I like that he's a soulless killer. I like that the vampires on this show are not romanticized and haven't been given the Anne Rice phony luster of Gothic Romanticism and aren't they just misunderstood and beeeyoootiful? Vampires here in Buffyland are cruel, vicious, evil, venal, and vain. They are stone cold killers. They have no redeeeming characteristics except as foils for the good guys. This is a good thing. But I think that if you're going to have the character be semi-redeemed from this description, where he's been slowly bringing the audience with him into this new realm of behavior and feelings, then you bloody well don't get to tell the audience they shouldn't have gone there. When Angel was turned bad in second season, it was wonderfully, tragically Romantic and painful and all the good things. We couldn't believe that this good guy, Buffy's true love, was this evil. That's why it worked so well.

But from the beginning we've known Spike was Bad. And now he's been, slowly, drawn into the Good side, and just as the audience reaches their maximum sympathy point with him, just as we're all drawn into going, you know, I like this guy and I feel like Buffy's a shit for dumping on him and demanding he move on when he's given everything to her and I'd like to see how this will be resolved... they make him her attempted rapist. The lowest form of life in the human race. Knowing, I'm absolutely sure, that there can be no sympathy left for him after that. And I can see the Mutant Enemy staff just sitting around going, hah hah! It's so funny! All those poor little redemptionistas crying in their beer! We pulled a fast one on them.

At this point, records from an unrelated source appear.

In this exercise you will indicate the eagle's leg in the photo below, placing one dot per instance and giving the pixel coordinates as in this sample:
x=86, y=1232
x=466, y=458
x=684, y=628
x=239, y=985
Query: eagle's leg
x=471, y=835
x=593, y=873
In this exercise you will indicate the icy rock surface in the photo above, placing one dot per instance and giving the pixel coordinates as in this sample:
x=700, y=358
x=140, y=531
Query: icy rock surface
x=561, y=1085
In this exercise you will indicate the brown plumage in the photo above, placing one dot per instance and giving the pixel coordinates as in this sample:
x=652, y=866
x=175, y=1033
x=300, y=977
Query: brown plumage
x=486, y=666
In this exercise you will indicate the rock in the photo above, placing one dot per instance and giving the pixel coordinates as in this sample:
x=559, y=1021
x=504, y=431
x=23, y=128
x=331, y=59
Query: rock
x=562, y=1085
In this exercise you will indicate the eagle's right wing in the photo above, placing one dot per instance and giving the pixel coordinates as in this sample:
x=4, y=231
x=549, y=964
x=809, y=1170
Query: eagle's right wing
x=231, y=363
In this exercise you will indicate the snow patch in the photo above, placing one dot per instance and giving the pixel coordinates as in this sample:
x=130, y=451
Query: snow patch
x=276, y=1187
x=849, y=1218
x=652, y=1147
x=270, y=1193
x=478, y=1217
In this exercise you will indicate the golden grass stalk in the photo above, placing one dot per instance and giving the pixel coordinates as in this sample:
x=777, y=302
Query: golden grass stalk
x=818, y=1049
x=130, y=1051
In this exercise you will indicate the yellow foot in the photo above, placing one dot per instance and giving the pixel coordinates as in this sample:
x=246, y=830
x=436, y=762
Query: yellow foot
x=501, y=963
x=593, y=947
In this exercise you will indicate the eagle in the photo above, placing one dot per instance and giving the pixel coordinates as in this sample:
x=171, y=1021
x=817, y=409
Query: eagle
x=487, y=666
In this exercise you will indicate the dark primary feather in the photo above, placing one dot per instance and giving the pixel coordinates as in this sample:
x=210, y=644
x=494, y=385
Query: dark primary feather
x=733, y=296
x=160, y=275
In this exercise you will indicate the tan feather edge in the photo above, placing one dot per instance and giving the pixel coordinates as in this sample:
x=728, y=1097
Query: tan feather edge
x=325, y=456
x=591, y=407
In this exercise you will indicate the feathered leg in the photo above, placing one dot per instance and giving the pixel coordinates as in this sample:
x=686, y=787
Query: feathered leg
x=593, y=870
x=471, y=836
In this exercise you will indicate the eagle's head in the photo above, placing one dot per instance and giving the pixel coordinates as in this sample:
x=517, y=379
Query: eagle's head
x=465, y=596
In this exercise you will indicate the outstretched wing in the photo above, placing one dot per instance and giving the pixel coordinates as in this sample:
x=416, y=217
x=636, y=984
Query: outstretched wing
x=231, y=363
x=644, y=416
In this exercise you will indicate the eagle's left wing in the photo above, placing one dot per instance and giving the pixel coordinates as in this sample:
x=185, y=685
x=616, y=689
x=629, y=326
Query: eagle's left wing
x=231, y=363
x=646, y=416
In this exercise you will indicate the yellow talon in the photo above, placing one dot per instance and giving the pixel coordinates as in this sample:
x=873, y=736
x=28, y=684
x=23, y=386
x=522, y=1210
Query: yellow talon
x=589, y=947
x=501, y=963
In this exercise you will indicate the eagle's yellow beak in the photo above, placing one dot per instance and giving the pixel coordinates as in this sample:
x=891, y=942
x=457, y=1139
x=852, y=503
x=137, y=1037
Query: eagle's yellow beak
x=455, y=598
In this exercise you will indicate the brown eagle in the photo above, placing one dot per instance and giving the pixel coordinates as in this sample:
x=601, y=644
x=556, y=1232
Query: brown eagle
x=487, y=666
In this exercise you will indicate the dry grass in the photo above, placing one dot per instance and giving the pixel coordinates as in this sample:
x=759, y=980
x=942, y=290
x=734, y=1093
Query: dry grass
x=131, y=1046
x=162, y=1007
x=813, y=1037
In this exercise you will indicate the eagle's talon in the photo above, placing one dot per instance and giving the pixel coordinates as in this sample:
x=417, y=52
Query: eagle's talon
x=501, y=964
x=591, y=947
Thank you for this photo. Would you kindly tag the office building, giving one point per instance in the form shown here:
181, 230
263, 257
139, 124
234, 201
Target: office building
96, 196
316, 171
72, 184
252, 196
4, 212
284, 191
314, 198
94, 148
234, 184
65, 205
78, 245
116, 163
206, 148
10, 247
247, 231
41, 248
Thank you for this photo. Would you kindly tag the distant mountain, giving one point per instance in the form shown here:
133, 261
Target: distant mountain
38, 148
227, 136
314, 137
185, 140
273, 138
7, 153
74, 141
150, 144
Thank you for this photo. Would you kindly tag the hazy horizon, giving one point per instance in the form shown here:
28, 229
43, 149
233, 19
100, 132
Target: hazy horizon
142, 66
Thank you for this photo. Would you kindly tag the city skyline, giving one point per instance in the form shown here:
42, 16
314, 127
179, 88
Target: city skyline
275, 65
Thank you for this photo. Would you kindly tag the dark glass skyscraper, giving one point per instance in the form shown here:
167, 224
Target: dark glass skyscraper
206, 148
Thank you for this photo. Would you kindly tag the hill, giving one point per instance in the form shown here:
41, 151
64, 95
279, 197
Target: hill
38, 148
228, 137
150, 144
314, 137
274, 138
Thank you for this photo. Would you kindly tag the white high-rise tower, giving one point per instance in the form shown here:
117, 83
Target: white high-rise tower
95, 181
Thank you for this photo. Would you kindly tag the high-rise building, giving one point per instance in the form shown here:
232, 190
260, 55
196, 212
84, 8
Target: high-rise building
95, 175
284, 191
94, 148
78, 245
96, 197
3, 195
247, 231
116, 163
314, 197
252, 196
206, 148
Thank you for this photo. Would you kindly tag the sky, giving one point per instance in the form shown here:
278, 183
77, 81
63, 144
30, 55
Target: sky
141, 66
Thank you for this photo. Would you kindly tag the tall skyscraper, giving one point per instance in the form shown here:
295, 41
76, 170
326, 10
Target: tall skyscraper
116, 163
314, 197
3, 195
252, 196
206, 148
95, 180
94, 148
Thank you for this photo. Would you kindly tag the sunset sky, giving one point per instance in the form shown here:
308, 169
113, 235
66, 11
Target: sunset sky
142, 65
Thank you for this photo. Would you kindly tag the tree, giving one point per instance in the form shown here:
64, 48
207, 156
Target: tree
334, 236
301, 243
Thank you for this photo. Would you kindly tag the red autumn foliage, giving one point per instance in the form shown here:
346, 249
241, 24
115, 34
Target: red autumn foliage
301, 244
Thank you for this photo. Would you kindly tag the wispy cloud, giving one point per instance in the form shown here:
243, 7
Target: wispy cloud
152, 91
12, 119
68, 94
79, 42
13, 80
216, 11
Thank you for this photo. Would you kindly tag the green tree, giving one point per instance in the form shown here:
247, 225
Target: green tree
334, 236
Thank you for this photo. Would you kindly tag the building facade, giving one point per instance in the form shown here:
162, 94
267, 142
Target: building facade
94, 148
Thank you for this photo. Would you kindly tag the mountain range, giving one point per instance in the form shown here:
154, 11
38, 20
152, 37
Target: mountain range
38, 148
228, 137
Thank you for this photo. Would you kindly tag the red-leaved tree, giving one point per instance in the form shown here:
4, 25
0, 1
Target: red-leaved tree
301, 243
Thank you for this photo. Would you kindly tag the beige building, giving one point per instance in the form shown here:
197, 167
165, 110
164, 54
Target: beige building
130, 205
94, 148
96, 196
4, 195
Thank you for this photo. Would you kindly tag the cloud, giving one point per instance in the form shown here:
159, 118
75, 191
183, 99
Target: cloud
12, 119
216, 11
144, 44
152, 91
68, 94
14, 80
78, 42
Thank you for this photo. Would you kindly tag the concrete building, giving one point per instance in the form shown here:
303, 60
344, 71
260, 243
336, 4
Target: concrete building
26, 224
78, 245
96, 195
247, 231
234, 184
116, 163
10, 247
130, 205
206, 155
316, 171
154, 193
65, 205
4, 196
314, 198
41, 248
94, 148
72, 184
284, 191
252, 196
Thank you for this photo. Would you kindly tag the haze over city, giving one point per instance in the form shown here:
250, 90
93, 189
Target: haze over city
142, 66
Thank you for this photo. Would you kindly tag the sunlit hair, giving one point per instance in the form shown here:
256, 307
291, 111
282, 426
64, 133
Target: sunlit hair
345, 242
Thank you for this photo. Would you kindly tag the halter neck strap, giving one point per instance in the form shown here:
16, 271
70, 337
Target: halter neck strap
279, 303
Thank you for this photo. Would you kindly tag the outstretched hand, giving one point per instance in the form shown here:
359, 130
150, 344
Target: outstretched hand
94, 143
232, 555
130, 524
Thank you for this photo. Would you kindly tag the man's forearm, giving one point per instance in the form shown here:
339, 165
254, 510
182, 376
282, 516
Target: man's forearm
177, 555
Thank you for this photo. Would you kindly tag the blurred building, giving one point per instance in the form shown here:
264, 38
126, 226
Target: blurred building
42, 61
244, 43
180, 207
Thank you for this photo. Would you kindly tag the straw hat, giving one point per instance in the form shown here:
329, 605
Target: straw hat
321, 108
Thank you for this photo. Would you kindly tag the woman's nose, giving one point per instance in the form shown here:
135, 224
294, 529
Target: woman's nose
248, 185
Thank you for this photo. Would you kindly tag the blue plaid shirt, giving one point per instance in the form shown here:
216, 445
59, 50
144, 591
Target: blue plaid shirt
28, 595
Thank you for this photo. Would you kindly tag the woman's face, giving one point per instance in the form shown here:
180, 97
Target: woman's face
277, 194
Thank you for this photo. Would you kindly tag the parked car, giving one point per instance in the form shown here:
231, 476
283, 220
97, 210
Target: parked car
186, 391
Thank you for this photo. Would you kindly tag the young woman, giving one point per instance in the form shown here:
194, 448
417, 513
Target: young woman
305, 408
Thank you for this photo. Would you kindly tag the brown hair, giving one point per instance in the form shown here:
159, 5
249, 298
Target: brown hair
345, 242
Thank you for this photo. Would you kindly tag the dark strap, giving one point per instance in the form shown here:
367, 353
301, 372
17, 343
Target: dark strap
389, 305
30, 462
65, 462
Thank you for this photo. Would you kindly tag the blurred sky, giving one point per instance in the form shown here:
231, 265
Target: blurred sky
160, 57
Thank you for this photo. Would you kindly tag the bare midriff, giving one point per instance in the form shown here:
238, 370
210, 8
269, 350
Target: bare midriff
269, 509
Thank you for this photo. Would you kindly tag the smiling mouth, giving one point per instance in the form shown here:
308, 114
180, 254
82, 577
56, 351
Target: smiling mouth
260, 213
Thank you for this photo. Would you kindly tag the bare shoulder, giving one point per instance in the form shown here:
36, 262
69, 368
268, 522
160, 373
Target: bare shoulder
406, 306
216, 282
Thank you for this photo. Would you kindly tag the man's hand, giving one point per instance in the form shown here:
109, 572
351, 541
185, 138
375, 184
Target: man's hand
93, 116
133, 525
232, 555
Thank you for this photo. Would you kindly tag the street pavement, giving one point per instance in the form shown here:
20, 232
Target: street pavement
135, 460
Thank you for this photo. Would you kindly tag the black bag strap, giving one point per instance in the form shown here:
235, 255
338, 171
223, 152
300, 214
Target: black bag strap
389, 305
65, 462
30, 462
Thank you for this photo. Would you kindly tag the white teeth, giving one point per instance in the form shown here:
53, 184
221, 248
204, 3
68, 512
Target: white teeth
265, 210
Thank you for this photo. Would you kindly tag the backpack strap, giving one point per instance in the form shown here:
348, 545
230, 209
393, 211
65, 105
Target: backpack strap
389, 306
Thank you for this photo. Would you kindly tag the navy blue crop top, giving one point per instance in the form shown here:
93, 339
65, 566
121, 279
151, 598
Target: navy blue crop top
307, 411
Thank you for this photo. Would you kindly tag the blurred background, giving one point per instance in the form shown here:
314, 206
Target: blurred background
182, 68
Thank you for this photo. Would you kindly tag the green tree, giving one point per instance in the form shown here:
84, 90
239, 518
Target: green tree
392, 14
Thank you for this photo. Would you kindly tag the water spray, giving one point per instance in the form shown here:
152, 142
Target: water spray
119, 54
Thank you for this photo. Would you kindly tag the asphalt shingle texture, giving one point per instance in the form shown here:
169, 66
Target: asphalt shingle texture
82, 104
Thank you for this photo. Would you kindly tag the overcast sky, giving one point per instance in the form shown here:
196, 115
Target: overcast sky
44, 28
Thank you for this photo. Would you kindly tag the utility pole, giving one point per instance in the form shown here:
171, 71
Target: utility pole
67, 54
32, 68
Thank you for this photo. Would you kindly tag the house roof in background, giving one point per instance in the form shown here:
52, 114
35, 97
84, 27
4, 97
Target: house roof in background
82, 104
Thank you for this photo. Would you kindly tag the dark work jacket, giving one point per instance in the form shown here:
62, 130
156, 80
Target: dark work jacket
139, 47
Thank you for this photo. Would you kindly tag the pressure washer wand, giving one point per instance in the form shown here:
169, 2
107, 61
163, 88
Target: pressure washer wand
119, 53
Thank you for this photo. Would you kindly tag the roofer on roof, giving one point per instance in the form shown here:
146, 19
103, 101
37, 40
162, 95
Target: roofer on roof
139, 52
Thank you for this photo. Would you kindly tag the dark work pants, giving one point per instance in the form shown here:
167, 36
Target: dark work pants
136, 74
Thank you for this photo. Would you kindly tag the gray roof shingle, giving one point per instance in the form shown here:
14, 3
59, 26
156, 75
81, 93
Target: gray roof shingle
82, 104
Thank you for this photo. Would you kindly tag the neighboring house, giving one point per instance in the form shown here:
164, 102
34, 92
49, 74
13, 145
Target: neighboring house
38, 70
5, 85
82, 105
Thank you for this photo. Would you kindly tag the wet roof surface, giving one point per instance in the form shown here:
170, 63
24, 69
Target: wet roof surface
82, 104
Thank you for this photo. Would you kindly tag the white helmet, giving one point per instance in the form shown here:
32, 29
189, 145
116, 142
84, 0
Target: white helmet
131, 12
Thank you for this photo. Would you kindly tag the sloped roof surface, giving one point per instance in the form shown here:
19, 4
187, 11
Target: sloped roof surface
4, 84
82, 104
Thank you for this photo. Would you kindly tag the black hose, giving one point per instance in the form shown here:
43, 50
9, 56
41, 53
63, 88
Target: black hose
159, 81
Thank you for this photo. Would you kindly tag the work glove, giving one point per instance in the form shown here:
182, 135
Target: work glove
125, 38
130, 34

Most of the time I can't understand the weeping over the whole lesbian = death thing that's been going on with the Tara/Willow fans. The overreaction and the... scathing quality of it, the irrationality of it, has made me run away from them because they don't discuss it in a way anyone can have differences about or want to at least have a back and forth about. But when I think of how I feel about Spike, when I really sit down and try to collect myself (I have not been able to bring myself to watch Seeing Red again, although I know I have to for various reasons, and I can barely talk about it without becoming unglued), I start to understand how... gutted the T/W fans feel. How betrayed. I get it.

I liked Spike as a character the moment he came on the screen, and then I loved him when he became a regular, and when he fell in love with Buffy, I looooooved him. That changed the equation for me drastically, because I like so wrong it's right, doomed and thwarted love stories. Even if they can't be together, there are ways to make Spike so disgusted and fed up that he'd want to change the chip thing. Making him a rapist was flat out unnecessary to the dramatic reasoning of making him leave. You can make him leave, humiliate him, in different ways. This didn't just degrade Buffy, it degraded Spike, and the fans who've endured what was an at times intolerably difficult season. I didn't think it was possible for me to get more upset than the horrible, pathetic sex against the wall in the alley scene in Doublemeat Palace, with Buffy making no eye contact and Spike desperately humping her as if neither of them were there; and then they did the even more horrible catwalk scene in Dead Things, which rang true in no way for either character, but hey -- they did! They sank lower, they were more degrading to the characters! They made Spike a rapist and Buffy a victim. The girl Joss once said was the antidote to all those little blonde girl victims in the alleys of horror movies is now... a victim. So hooray -- now Spike isn't just evil but interesting, wicked but wonderful, he's simply repulsive and worthless, and Our Hero Buffy is no longer heroic. Way to go, guys.

I don't know. I just... I keep wanting to be all open-minded and say, oh wow, I love the dramatic tension, and what are they going to do with Spike with a soul and he'll have guilt and all, but the thing is... he was having an interesting enough time trying to deal with Buffy's expectations of him and live his life to earn her affections, we didn't need that forced on us. I think the ending of the season was a dud -- they're backpedaling, they're saying, oh we meant to have Spike want a soul but ha ha, we tricked you into thinking he wanted the chip out to hurt her (and the truth is, if this was always their intention, they did a terrible, terrible job of writing this, which I don't usually expect from them), and now whee! Spike will have guilt and be angsty and stuff. It was a hell of a lot more fun early in 6th season when he and Buffy were trying to forge some kind of friendship, in shows like After Life, where we saw these tentative threads of who both these characters were becoming, or the musical, where the connection between them was jolted into life because of true, honest emotion.

The attempted rape wasn't true or honest. It was lame and forced and degrading to the characters and the fans. It gave us nothing dramatically that would affect us in the way good storytelling should (and why I didn't feel manipulated by Tara's death, because I felt it was very profound, like with Joyce or Jenny's deaths), it just cheapened a cheap and sleazy season, it cheapened a character we'd been investing our emotions and intellect in, and cheapened a show that is the best thing I've ever seen on TV.